Employers have welcomed Government moves to boost apprenticeship training.
"More overall funding, higher requirements for educational content and financial incentives to enter into apprenticeships are useful changes," said Business New Zealand chief executive Phil O'Reilly.
"Higher incentive payments for priority construction trades will particularly help get the skills needed for the Christchurch rebuild."
The Government's target is to see 14,000 new apprentices start training over the next five years, in addition to the 7000 who now enrol each year.
Outlining the changes in a speech in Auckland yesterday, Prime Minister John Key said the educational content of apprenticeships would be boosted and employers would have options if their industry-training organisations did not preform.

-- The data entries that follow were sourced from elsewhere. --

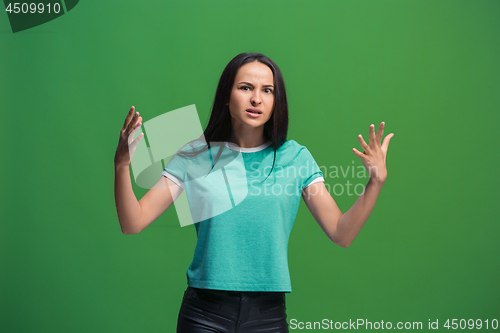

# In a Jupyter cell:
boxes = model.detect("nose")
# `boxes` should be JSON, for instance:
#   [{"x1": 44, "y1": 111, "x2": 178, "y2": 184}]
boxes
[{"x1": 250, "y1": 89, "x2": 261, "y2": 106}]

The Government will give the first 10,000 new apprentices who enrol after April 1 $1000 towards their tools and off-job course costs, or $2000 if they are in priority construction trades.
The same amount will also be paid to their employers.
O'Reilly said the increased focus on higher educational content would need to complement, not replace, practical elements of the training.
"Allowing employers to get direct access to industry training funding to organise their apprenticeships if desired will bring competitive pressures on ITOs, and help build on their higher performance in recent months," he said.
Steven Joyce, Minister of Tertiary Education, Skills and Employment, said employers or organisations seeking direct access to industry training funding would be subject to similar requirements to those ITOs face, with funding being used for formal industry-training programmes and trainees required to progress towards qualifications.
Age restrictions under the current Modern Apprenticeships scheme, which provides additional support only to apprentices aged 16 to 21 when they start their programmes, will be dropped.
Providing the same level of subsidy to all apprentices, including those outside the Modern Apprenticeships scheme, would increase overall funding for apprenticeships by about 20 per cent, Joyce said.
Higher subsidies will be available for a list of trades in the construction, infrastructure, engineering and electrical sectors. "A large number of apprenticeship-qualified people will be needed in coming years to meet the anticipated labour-force needs for the Christchurch rebuild, on-going infrastructure development and upgrading and increasing the housing stock," he said.
The total cost of the changes is estimated to be $106 million over the next four years. Joyce said Government funding for industry training trebled in the last decade, but value for money had been poor in terms of qualifications completed.
In 2009, more than 100,000 people funded to take part in industry training did not achieve a single credit. Purging the system of "phantom trainees", reducing the number of qualifications offered and putting the emphasis on achievement had freed up significant funding.